Some feature requests from his other respondents: the ability to pause the simulation long enough to think up a snappy retort in conversation, or a rewind option to undo a regrettable remark or revisit a missed opportunity, something I would definitely up-vote.

Simple as these requests may sound, Dr. Anderson noted, using such features might require a fair bit of computational engineering behind the scenes. For instance, briefly pausing the universe to collect your thoughts would require branching your own existence into a temporary parallel simulation; then, when you knew what you wanted to say, you could hit the escape key and revert to the original simulation. Rewinding to correct the past would also cause the simulation to branch, but in this case, Dr. Anderson said, you would continue in the parallel simulation “and never hit escape.”

Of course, he added, “the usual time-travel weirdness applies.” Stepping into the future and returning would endow your present self with memories of things that hadn’t happened yet. This, in turn, would change the future, such that when you got there it wouldn’t be quite what you had remembered from your first visit.

Likewise, stepping into the past could alter what you remembered happening in the future. It might even obviate your own existence, as with the time traveller in Ray Bradbury’s classic story “A Sound of Thunder” who steps on a butterfly and returns to a future in which the Nazis run the world. (Or, as with Homer in the “Time and Punishment” episode of “The Simpsons,” who inadvertently creates a world unfamiliar with doughnuts.) Apparently, time travel is about the most dangerous thing you can do.

For my part, I’d like to be able to hit a button upon entering a restaurant that would drop a cone of silence over every other table. (My hearing isn’t what it used to be.) My wife said she would like for a hologram of her to appear whenever she was late to some appointment, and then disappear when she actually arrived, so that nobody would know she had been absent.
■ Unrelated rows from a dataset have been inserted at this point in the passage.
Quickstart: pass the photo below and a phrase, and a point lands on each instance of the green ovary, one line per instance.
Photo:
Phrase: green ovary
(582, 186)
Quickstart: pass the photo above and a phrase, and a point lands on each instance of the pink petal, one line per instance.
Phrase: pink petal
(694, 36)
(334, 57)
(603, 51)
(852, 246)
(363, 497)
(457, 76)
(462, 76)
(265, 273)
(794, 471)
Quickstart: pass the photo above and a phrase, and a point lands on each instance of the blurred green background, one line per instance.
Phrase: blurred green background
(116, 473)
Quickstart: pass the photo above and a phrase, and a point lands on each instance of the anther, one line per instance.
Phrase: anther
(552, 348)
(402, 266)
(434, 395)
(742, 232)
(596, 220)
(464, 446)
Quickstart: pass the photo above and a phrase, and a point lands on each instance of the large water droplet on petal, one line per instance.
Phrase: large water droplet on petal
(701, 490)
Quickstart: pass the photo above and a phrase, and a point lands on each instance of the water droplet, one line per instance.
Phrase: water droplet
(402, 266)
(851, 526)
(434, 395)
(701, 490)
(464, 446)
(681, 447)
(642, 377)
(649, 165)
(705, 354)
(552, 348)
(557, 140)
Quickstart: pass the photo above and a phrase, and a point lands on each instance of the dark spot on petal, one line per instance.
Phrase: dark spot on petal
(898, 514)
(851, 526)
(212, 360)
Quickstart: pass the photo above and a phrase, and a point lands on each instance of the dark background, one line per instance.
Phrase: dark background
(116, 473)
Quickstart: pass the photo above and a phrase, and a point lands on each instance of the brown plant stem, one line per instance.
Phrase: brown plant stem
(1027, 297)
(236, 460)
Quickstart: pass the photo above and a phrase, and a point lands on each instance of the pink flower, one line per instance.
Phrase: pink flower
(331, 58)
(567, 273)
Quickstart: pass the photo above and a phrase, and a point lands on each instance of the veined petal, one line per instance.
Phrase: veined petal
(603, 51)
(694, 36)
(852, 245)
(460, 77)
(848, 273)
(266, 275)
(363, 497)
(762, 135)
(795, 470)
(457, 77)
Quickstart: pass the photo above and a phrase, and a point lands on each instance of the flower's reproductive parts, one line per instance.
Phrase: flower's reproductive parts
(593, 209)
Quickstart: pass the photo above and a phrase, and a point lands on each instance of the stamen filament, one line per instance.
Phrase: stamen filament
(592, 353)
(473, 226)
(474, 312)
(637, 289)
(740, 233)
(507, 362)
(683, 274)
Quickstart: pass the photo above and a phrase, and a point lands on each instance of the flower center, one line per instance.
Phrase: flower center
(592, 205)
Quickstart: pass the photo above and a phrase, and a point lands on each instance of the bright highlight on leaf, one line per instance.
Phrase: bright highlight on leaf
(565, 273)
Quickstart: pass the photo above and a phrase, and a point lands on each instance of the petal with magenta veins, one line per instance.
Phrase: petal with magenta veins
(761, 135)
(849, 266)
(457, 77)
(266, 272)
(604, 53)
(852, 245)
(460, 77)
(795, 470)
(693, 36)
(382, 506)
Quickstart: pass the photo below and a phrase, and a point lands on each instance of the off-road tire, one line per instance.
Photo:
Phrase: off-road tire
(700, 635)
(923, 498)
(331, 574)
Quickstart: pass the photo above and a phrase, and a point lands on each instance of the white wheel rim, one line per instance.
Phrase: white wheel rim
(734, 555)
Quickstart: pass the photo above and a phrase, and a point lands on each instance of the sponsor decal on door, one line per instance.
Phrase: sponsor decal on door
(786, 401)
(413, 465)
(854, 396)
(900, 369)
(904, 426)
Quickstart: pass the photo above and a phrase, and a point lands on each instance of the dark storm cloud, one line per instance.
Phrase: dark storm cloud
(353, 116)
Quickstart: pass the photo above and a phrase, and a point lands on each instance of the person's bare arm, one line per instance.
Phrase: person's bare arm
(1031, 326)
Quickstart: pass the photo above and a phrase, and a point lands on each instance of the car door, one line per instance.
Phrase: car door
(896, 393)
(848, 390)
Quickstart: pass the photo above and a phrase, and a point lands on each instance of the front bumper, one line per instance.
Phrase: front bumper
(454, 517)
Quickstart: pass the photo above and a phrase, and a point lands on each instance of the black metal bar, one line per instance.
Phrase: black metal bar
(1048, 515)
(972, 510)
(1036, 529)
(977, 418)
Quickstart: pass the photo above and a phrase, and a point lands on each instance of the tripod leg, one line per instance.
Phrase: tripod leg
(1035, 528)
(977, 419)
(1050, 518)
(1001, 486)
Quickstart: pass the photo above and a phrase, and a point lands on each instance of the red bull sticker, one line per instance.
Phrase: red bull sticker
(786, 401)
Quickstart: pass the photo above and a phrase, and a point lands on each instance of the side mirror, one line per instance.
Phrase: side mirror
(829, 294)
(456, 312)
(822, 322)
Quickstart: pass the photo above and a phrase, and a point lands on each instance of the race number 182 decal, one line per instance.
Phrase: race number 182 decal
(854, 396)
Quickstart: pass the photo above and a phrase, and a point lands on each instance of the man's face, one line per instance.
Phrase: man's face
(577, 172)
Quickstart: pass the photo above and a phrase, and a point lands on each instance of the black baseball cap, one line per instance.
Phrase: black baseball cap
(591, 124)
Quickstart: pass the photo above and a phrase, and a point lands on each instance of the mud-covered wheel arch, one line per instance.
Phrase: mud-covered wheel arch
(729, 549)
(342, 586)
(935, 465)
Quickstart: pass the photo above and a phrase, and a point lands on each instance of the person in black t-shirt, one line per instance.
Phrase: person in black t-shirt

A popular modification is what Dr. Anderson calls “the look of death,” the ultimate expression of road rage: With a blink of your eyes, you could doom offending drivers and their cars to be incinerated by a powerful laser. “Each such request should fork a new universe, for obvious reasons,” Dr. Anderson writes on his blog. “It’s a safe bet that someone would give me the look of death within a day or two,” he writes. “And within a few weeks nearly all drivers would be incinerated. So it’s probably best to implement this so that each look of death forks a new universe where the requested incineration happens, but the original universe continues without it.” What’s on your cosmic wish list? How would you tweak the supreme algorithm? The year 2023 is still young; there’s plenty of time to petition the cosmic hackers for a better deal. Just look out for the butterflies, and be careful what you wish for.